The Thief (Isaac Bell 5)
Isaac Bell sighed. “I’m afraid you leave me no choice but to help keep you alive and unkidnapped while you build a new Talking Pictures machine.”
“Help me? Why? It was terrible. All those people could have died.”
“Why? You’re a jackass. But you’re an honest jackass. I just gave you an easy out and you didn’t take it. All you had to do was blame the Professor, but you didn’t. That’s good enough for me.”
* * *
“Somebody put the fear of god into these Marzipan Boys,” Harry Warren told Isaac Bell that night at Van Dorn headquarters in the Knickerbocker Hotel, “which ain’t easy to do.”
“How’d they manage that?’
“The guy who led the raid on Pier 54?”
“What about him?”
As the agency’s New York gang specialist, rubbing shoulders with Gophers, Dusters, and Chinatown tongs, Detective Harry Warren had seen his share of evil in the slums.
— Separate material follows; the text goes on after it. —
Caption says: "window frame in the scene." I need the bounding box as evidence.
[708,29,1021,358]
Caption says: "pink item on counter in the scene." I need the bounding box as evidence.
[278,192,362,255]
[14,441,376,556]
But his hands were shaking as he tugged a flask from his hip pocket, took a long pull on it, then passed it to Isaac Bell.
“They burned him alive in a brewery furnace.” Harry took the flask back, wiped it with his sleeve, and drank again. “The guy’s brother told me.”
“Why’d he tell you?”
“Good question. It was like whoever did this has different stripes than he’s used to. It was like the Gophers and the Marzipans and the Van Dorns and even the cops are on one side of a big hole in the street, like from an earthquake or something, and these folks roasting his brother are on the other.”
Bell asked, “What else did he tell you?”
“Nothing. Clammed up.”
Bell said, “Let’s go see him.”
* * *
Isaac Bell and Harry Warren made the rounds of dives in the East Eighties and finally found the dead man’s brother leaning on a saloon front under the Third Avenue El. He was fumbling for money in empty pockets. Hi name was Frank, and he was a tall, handsome, broad-shouldered German-American with a street fighter’s scarred face and fists. He assessed Isaac Bell in a glance and nodded his head as if to say he would fight the tall detective if he had to, but he didn’t want to. Bell read something else in the resigned nod, a confirmation of what Harry Warren had told him. The gangster had seen evil that shook him to the core.
They took Frank into the saloon and bought a bottle.
Bell said, “I’m sorry about your brother.”
“Yeah.”
“Were you and Bruno close?”
“Used to be. When we was kids. Not so much now.”
“Did your brother tell you what the deal was at the pier?”
Frank shrugged. “Grab a fellow who got off the boat.”
“What did this fellow look like?”
“Twenties, five-six, mussed brown hair, blue eyes, pencil mustache.”
Clyde Lynds to a T.
“He say why?”
“No.”
“Did your brother say who you were grabbing the guy for?”